Wang on the Emotional Elements of Procrastination

In the August 31, 2015, edition of The Wall Street Journal, Shirley S. Wang discusses the emotional element of procrastination. Excerpt(s):
Scientists define procrastination as the voluntary delay of an action despite foreseeable negative future consequences. It is opting for short-term pleasure or mood at the cost of the long-term. Perhaps we didn’t finish preparing a presentation on the weekend because we had house guests. That is just intentional delay based on a rational decision, says Timothy Pychyl (pronounced pitch-el), a psychology professor at Carleton University, in Ottawa, who has published extensively on the topic.

The essence of procrastination is “we’re giving in to feel good,” Dr. Pychyl says. “Procrastination is, ‘I know I should be doing it, I want to, it gets under my skin [when I don’t].’” ...

Chronic procrastinators often hold misconceptions about why they procrastinate and what it means, psychologists have discovered. Many chronic procrastinators believe they can’t get started on a task because they want to do it perfectly. Yet studies show chronic procrastination isn’t actually linked to perfectionism, but rather to impulsiveness, which is a tendency to act immediately on urges, according to Piers Steel, an organizational-behavior professor at the University of Calgary.
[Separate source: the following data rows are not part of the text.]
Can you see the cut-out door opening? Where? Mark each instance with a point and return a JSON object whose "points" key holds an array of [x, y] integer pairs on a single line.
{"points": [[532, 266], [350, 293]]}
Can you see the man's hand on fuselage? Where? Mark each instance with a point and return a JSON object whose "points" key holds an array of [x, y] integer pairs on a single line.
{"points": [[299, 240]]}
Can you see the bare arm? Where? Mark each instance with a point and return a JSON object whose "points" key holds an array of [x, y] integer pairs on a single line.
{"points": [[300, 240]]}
People may assume anxiety is what prevents them from getting started, yet data from many studies show that for people low in impulsiveness, anxiety is the cue to get going. Highly impulsive people, on the other hand, shut down when they feel anxiety. Impulsive people are believed to have a harder time dealing with strong emotion and want to do something else to get rid of the bad feeling, Dr. Steel says. ...
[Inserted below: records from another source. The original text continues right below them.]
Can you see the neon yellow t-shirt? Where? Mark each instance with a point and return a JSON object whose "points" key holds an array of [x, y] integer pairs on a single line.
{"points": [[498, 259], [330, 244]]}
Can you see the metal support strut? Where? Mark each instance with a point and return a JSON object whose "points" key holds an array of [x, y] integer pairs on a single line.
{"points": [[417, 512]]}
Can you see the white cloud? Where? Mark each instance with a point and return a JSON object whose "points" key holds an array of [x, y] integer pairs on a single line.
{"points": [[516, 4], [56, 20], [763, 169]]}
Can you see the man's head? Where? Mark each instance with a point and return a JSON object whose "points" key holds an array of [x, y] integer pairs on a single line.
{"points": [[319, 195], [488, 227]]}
Dr. Sirois and Dr. Pychyl also have focused on short-term mood repair as an anti-procrastination strategy. They teach people to recognize that they might have strong emotions, such as anxiety, at the start of a project but to not judge themselves for it. The next step is just to get started, step by step, with a narrow focus.
Read the whole thing. Confession time: I procrastinate more often than I care to admit. That peculiar breed of perfectionism (or, if the article is correct, hedonistic impulsiveness) pulls me most days in every direction except toward my work. It’s a hard, almost shameful thing to wrestle with. One consolation, though, is that I bet I’m not alone. Wang’s article reminded me of Roald Dahl’s autobiography, Boy: Tales of Childhood. In it, he describes the various horrors of writing:
The life of a writer is absolute hell compared with the life of a businessman. The writer has to force himself to work. He has to make his own hours and if he doesn’t go to his desk at all there is nobody to scold him. If he is a writer of fiction he lives in a world of fear. Each new day demands new ideas and he can never be sure whether he is going to come up with them or not. Two hours of writing fiction leaves this particular writer absolutely drained.
Oh, yes, the fear. Fear of failure, of inadequacy, of being revealed as a sham to friends and family and passing acquaintances. No wonder Dahl concluded, “A person is a fool to become a writer.” But that’s hardly the whole story, is it? Because there’s also joy, joy inexpressible the whole cursed enterprise somehow starts to work. For my part, I’ll set that joy before me instead of my anxieties.